The second direction alludes to an operation meant to lure ISIS into a trap similar to what the United States did with Saddam Hussein before he invaded Kuwait in order to rally regional support to eliminate him…..The international reaction to the fall of Mosul reinforces the second analysis. ” (Theories behind the ISIS takeover of Iraqi province, al-Akakhbar)
So, is ISIS march on Baghdad a preemptive strike designed to undermine a US-Iranian alliance that would sabotage their political future or has the disparate militia been lured into a trap? It is impossible to say at the present time, but at least one veteran journalist thinks he knows where the groups funding comes from. Here’s a short excerpt from an article by Robert Fisk with the revealingly title “Iraq crisis: Sunni caliphate has been bankrolled by Saudi Arabia”:
“So after the grotesquerie of the Taliban and Osama bin Laden and 15 of the 19 suicide killers of 9/11, meet Saudi Arabia’s latest monstrous contribution to world history: the Islamist Sunni caliphate of Iraq and the Levant, conquerors of Mosul and Tikrit – and Raqqa in Syria – and possibly Baghdad, and the ultimate humiliators of Bush and Obama.
From Aleppo in northern Syria almost to the Iraqi-Iranian border, the jihadists of Isis and sundry other groupuscules paid by the Saudi Wahhabis – and by Kuwaiti oligarchs – now rule thousands of square miles…
Remember that the Americans captured and recaptured Mosul to crush the power of Islamist fighters. They fought for Fallujah twice. And both cities have now been lost again to the Islamists. The armies of Bush and Blair have long gone home, declaring victory.
Under Obama, Saudi Arabia will continue to be treated as a friendly “moderate” in the Arab world, even though its royal family is founded upon the Wahhabist convictions of the Sunni Islamists in Syria and Iraq – and even though millions of its dollars are arming those same fighters. Thus does Saudi power both feed the monster in the deserts of Syria and Iraq and cozy up to the Western powers that protect it.” (Iraq crisis: Sunni caliphate has been bankrolled by Saudi Arabia, Belfast Telegraph)
Fisk is not alone in pinning the blame on Saudi Arabia. There’s also this from Al-Thawra news which is Syrian state media:
“Terrorism is spreading in front of the eyes of the western world… and alongside it are the fingers of Saudi Arabia, providing money and arms…In the events in Iraq and the escalating terrorist campaign, no Western country is unaware of the role Saudi is playing in supporting terrorism and funding and arming different fronts and battles, both inside and outside Iraq and Syria.
The emergence of these organizations is not the result of a vacuum but rather long and clear support for terrorism… which the Gulf has dedicated its finances to expanding.” (These actions were taken) “with Western knowledge and in most cases clear and explicit orders.” (Saudi behind ISIS onslaught in Iraq: Syrian state media, Alakhbar)

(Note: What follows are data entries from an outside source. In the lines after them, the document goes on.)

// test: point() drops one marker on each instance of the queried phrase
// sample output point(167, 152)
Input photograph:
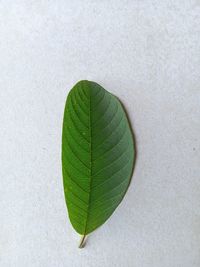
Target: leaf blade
point(97, 155)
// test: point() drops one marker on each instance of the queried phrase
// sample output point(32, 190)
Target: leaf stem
point(82, 241)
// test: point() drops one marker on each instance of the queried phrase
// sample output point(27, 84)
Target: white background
point(148, 54)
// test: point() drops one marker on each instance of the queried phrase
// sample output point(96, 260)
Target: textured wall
point(148, 54)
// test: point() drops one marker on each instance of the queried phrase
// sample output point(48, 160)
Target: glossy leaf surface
point(97, 155)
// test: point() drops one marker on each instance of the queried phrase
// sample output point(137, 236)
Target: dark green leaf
point(97, 155)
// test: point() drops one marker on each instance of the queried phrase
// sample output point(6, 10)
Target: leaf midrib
point(90, 147)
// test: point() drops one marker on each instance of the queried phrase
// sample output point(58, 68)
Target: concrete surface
point(148, 54)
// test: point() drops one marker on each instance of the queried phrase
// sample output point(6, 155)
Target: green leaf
point(97, 155)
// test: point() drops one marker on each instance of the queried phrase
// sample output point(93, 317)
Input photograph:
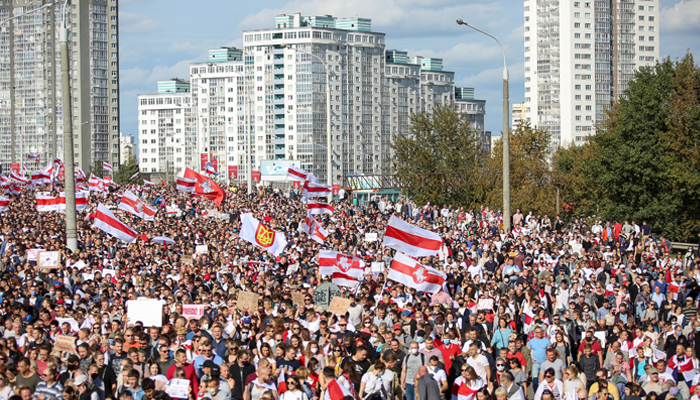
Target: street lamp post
point(71, 231)
point(12, 73)
point(506, 132)
point(329, 152)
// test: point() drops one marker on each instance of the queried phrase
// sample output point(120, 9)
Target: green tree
point(438, 142)
point(644, 162)
point(126, 171)
point(531, 185)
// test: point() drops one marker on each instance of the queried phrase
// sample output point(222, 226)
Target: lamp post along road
point(506, 133)
point(12, 73)
point(71, 234)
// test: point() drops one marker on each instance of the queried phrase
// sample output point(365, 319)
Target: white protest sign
point(150, 312)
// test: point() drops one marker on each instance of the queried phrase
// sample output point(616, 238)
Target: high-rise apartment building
point(167, 130)
point(275, 90)
point(579, 58)
point(31, 116)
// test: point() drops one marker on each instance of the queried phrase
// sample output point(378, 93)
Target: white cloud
point(683, 16)
point(137, 24)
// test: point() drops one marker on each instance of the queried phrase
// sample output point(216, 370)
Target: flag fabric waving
point(317, 208)
point(410, 239)
point(206, 187)
point(296, 174)
point(260, 235)
point(314, 229)
point(316, 189)
point(186, 184)
point(108, 223)
point(409, 272)
point(330, 261)
point(133, 205)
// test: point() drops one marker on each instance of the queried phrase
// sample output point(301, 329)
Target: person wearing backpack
point(411, 363)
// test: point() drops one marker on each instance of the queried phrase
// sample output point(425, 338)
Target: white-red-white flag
point(314, 229)
point(409, 272)
point(316, 189)
point(186, 184)
point(108, 223)
point(410, 239)
point(47, 203)
point(21, 179)
point(297, 174)
point(329, 261)
point(317, 208)
point(132, 204)
point(81, 202)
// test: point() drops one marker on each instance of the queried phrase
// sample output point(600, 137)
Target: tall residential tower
point(579, 58)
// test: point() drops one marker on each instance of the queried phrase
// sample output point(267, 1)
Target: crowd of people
point(551, 310)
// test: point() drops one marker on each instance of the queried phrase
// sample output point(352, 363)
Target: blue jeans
point(410, 392)
point(535, 376)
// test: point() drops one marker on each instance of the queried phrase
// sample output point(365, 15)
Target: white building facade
point(579, 58)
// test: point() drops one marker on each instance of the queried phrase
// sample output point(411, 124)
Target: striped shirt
point(49, 392)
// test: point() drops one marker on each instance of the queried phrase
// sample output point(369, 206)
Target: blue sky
point(160, 38)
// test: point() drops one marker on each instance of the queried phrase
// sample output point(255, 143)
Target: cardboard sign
point(201, 249)
point(485, 304)
point(150, 312)
point(178, 388)
point(32, 253)
point(339, 305)
point(48, 259)
point(248, 302)
point(298, 299)
point(195, 311)
point(65, 343)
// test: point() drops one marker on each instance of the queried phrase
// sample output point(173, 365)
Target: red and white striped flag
point(409, 272)
point(317, 208)
point(186, 184)
point(81, 202)
point(316, 189)
point(329, 261)
point(47, 203)
point(281, 383)
point(336, 391)
point(21, 179)
point(132, 204)
point(314, 229)
point(410, 239)
point(297, 174)
point(108, 223)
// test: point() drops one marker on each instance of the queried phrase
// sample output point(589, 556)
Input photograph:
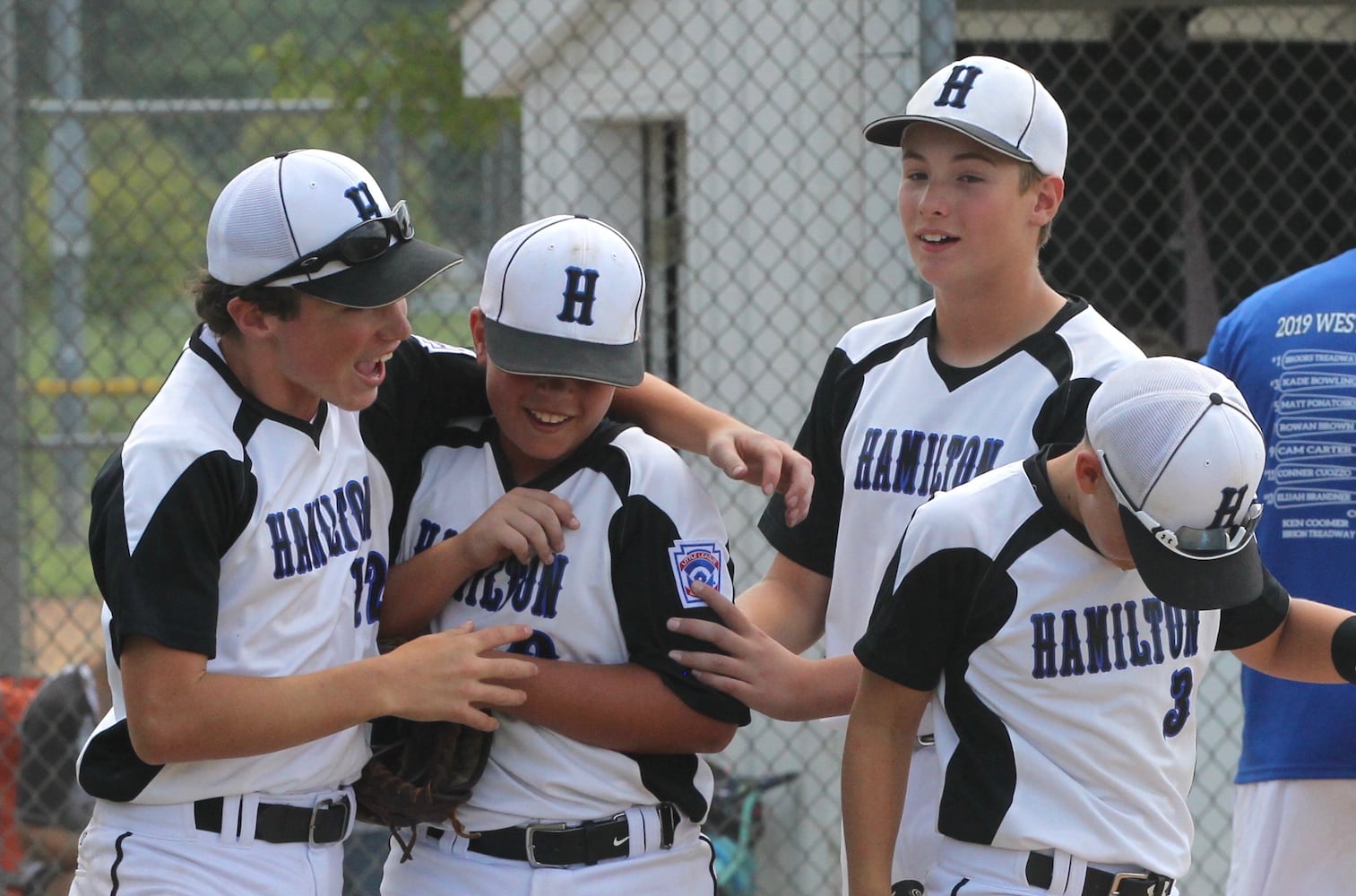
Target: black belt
point(1041, 872)
point(278, 823)
point(566, 845)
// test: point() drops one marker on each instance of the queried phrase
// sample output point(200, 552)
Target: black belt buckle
point(531, 832)
point(324, 806)
point(669, 821)
point(1150, 888)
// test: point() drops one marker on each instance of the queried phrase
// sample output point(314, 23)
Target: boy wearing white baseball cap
point(996, 365)
point(1059, 616)
point(240, 539)
point(595, 784)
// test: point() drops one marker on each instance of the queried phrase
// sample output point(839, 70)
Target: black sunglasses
point(359, 243)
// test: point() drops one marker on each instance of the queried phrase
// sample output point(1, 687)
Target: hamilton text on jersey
point(307, 537)
point(927, 462)
point(1120, 645)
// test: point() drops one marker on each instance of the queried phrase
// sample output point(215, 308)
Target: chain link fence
point(1210, 155)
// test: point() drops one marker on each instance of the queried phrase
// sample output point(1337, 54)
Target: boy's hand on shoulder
point(523, 523)
point(751, 666)
point(751, 456)
point(452, 674)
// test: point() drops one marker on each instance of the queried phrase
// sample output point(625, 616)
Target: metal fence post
point(68, 211)
point(11, 427)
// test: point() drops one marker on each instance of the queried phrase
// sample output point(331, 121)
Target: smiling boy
point(996, 365)
point(1059, 616)
point(594, 784)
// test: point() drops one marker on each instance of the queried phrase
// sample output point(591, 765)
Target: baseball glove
point(419, 773)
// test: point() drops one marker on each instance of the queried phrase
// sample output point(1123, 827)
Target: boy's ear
point(478, 333)
point(250, 319)
point(1049, 194)
point(1088, 470)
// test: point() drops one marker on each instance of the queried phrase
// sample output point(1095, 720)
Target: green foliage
point(404, 69)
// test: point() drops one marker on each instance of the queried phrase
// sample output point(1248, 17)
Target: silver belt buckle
point(1127, 876)
point(531, 850)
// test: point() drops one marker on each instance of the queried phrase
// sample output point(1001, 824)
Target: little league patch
point(695, 562)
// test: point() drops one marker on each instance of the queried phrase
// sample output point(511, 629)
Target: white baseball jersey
point(891, 425)
point(647, 530)
point(261, 541)
point(1065, 701)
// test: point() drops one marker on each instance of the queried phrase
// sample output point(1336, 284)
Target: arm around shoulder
point(180, 712)
point(618, 706)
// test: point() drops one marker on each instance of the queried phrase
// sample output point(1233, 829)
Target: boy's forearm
point(669, 414)
point(875, 779)
point(419, 589)
point(1302, 647)
point(618, 706)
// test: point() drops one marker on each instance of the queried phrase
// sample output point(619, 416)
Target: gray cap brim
point(1194, 584)
point(537, 356)
point(393, 275)
point(890, 132)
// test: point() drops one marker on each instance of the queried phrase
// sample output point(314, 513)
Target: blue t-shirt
point(1291, 349)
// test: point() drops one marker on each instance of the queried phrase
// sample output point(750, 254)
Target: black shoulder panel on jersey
point(111, 769)
point(813, 544)
point(1255, 621)
point(1063, 417)
point(167, 589)
point(645, 589)
point(982, 774)
point(422, 393)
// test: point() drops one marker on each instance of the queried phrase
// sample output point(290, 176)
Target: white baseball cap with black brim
point(565, 297)
point(991, 100)
point(317, 221)
point(1184, 457)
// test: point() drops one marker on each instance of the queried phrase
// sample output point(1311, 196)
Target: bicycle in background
point(735, 824)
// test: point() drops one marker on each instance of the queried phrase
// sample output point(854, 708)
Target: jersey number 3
point(1180, 692)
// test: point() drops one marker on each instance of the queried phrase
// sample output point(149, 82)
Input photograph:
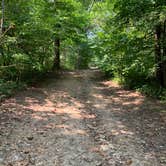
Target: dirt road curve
point(80, 120)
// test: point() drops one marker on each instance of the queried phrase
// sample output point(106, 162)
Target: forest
point(125, 39)
point(82, 82)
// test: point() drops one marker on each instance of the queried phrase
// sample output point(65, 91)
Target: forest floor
point(80, 119)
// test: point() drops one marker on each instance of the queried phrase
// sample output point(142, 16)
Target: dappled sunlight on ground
point(82, 120)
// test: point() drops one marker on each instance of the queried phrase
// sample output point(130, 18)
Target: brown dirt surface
point(80, 119)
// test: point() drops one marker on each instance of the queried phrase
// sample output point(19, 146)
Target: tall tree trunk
point(164, 53)
point(158, 54)
point(56, 65)
point(2, 18)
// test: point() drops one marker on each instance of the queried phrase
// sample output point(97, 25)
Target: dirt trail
point(81, 120)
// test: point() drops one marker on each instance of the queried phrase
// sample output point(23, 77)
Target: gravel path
point(79, 119)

While neither Fisk nor al-Thawra provide any proof of their claims, we suspect that when the money-trail is finally uncovered, the evidence will once again point to Riyadh, the Capital of global terrorism. Here’s more from Alakhbar:
“Iraqi Prime Minister Nouri al-Maliki addressed his military officers on TV in light of security reports stating that the attackers are Baathists affiliated with Izzat Ibrahim al-Douri – who was vice president under Saddam – as well as officers from the former Iraqi army and Fedayeen Saddam. According to the reports, more than 40 officers who had served in Saddam Hussein’s army conspired with the attackers. There are tales of betrayal involving senior military leaders including General Abboud Qanbar, Lieutenant General Ali Ghaidan and General Mahdi al-Ghazzawi, all members of the former army.” (ISIS “success” facilitated by betrayal, Iraqi government inadequacies, Alakhbar)

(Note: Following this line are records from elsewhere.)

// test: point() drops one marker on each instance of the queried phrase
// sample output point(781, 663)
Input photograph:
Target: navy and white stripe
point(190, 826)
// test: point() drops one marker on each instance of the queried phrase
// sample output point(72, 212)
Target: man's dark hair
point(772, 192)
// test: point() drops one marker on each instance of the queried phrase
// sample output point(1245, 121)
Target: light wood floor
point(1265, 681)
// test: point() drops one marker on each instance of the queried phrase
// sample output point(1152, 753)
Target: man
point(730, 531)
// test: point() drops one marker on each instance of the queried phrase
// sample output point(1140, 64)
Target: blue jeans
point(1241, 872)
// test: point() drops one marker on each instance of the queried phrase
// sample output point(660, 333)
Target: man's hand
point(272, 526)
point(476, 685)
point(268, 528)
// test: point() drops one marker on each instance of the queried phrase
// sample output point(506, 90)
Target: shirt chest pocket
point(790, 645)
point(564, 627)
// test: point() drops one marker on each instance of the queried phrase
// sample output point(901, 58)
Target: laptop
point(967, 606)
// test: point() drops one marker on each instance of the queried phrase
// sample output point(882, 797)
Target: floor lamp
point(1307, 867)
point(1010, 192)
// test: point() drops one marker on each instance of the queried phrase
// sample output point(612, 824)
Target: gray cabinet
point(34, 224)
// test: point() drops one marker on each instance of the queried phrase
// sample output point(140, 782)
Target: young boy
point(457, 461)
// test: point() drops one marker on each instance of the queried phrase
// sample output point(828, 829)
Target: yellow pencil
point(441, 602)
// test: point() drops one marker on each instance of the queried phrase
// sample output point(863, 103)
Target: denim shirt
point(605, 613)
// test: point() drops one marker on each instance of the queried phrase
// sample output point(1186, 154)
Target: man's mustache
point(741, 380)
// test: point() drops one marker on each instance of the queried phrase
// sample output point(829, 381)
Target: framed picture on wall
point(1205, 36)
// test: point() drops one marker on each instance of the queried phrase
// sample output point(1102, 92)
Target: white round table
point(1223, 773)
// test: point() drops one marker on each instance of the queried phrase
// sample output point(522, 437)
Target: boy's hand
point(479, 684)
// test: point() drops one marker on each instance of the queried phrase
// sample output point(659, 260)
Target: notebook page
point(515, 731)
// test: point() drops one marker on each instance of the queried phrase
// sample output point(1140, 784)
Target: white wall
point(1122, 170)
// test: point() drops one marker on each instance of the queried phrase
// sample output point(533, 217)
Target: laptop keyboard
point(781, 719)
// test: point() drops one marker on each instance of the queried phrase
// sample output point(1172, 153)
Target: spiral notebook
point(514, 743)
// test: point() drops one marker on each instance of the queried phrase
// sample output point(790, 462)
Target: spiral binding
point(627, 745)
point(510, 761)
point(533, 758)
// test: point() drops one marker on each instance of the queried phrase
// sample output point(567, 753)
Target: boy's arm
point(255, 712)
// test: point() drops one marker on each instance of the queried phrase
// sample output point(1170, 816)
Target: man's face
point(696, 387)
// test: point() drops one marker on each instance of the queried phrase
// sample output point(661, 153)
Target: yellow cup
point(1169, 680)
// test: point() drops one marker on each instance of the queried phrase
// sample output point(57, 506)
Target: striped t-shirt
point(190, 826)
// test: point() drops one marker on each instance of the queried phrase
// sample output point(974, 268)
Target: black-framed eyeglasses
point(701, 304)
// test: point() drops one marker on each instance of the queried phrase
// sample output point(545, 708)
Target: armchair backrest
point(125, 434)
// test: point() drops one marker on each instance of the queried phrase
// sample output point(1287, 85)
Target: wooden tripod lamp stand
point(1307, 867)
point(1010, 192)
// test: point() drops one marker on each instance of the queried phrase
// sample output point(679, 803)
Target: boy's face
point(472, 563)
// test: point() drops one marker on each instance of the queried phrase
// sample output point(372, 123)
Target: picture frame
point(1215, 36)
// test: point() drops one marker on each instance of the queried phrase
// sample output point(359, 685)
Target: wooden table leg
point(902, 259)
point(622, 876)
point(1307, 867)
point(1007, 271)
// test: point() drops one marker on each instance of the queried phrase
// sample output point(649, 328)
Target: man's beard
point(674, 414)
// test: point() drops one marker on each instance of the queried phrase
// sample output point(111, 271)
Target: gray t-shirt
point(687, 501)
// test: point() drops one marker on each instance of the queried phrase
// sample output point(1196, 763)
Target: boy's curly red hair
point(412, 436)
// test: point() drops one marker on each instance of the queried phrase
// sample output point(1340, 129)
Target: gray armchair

So the ISIS is not just a group of disgruntled jihadis after all. The ranks of full of ex-Baathists and professional military who are ready for a winner-take-all, no-holds-barred clash in Baghdad.
And what does al-Maliki intend to do to defend the capital from this rampaging horde of highly-motivated, combat-tested Sunni troopers?
He plans to launch an enlistment campaign to organize a “popular army” similar to the National Defense Forces in Syria.
Got that? The ISIS militia is just a few miles from Baghdad and al-Maliki thinks he’s going to whip up an army in the next couple hours that will repel them.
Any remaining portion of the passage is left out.